Aktivitet: Tale eller præsentation - typer › Foredrag eller oplæg
Publishing in refereed international journals is nowadays a pre-condition for any academic career. But for newcomers to the academic trade like PhD students and postdocs, publishing in the major journals can be a daunting task. Several factors seem to prevent young scholars outside English-speaking countries from submitting papers to journals, e.g.,
• unfamiliarity with the ways journals work, • fear of referees and of being refereed, • unwillingness to revise the paper and possibly having to pay again for translation services, • problems with Academic English.
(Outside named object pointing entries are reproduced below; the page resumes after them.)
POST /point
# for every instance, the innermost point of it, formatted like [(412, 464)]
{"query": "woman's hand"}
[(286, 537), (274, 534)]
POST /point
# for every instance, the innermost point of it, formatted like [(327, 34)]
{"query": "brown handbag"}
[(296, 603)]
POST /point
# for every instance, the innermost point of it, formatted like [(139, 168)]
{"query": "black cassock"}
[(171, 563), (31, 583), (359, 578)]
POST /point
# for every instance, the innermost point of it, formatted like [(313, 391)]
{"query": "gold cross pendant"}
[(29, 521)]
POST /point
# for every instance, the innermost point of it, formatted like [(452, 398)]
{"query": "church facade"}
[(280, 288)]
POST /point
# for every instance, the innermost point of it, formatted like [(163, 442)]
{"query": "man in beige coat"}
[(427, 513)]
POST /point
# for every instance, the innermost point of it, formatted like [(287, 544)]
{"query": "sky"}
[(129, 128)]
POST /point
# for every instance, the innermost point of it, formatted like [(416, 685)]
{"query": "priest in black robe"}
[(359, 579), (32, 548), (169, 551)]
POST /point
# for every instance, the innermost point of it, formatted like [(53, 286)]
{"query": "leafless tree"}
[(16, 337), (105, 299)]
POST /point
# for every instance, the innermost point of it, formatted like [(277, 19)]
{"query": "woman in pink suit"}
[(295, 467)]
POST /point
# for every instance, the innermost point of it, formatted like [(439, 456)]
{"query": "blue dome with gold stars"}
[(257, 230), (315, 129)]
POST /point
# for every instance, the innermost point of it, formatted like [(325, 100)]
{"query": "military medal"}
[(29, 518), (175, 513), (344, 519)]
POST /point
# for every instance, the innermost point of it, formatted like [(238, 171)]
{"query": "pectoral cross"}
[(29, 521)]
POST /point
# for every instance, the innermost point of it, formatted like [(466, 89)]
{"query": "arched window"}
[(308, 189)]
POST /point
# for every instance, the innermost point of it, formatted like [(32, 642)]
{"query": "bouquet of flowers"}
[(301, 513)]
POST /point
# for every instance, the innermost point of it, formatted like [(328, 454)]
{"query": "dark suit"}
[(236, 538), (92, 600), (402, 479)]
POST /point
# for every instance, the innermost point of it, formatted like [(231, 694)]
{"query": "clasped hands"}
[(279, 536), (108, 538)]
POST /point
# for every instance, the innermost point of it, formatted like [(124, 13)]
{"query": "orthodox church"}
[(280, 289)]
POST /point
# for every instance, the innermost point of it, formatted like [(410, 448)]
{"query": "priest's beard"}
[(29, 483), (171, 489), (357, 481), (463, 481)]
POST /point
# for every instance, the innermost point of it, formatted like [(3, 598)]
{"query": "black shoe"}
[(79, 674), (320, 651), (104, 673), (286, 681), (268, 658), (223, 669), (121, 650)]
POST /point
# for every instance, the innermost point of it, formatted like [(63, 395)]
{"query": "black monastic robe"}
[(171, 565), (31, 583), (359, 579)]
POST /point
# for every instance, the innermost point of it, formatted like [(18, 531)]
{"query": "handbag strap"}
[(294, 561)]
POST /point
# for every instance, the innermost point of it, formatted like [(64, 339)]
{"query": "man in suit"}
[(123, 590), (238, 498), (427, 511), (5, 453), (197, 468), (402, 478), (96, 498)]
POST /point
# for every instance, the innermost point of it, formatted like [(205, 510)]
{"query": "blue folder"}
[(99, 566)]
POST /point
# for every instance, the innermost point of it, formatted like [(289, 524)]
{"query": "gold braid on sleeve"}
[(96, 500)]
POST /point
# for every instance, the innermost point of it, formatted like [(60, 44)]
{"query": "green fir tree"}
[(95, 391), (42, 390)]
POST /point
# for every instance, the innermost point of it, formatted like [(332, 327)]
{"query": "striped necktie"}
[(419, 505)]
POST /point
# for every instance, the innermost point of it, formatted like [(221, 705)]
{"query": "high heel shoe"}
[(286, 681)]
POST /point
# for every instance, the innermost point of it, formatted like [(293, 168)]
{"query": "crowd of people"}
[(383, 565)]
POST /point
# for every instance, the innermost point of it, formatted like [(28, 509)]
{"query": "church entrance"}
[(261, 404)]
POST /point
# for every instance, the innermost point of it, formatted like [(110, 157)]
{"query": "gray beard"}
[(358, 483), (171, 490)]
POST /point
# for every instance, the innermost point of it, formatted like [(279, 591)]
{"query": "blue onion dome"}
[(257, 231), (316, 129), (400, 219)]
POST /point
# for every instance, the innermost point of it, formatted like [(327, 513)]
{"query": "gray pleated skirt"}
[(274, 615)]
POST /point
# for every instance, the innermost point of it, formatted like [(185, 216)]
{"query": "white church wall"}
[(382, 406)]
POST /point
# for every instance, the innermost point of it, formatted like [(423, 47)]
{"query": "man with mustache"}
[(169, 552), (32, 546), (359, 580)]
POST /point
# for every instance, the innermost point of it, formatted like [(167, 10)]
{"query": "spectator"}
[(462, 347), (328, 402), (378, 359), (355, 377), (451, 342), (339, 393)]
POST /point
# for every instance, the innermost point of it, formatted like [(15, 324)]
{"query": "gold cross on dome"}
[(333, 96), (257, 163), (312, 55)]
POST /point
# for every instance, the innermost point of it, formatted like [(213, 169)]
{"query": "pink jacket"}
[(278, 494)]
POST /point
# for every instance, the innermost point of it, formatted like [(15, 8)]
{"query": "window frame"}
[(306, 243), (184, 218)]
This workshop attempts to address these problems, but will not be a course in Academic English. Using case studies, the instructors will explain general publishing practices that are common to most international journals. The workshop will identify the critical moments in the publishing process – beginning with the submission, through the peer review and revision process to the final decision phase. Each of these phases is formed through editorial procedures and has consequences for getting or not getting published. Drawing on their editorial experience, the journal editors will offer useful general, backstage insights, and reflect on their gate-keeping and scaffolding roles. Based on a substantial corpus of peer reviewers’ reports, they will outline some of the major reasons which underline negative/positive outcomes. Particular attention will be paid to language-specific, genre-specific and discipline-specific practices. Different journals (editors and reviewers) tend to attribute differential significance to such practices during the publishing process, although this may not be transparent to authors.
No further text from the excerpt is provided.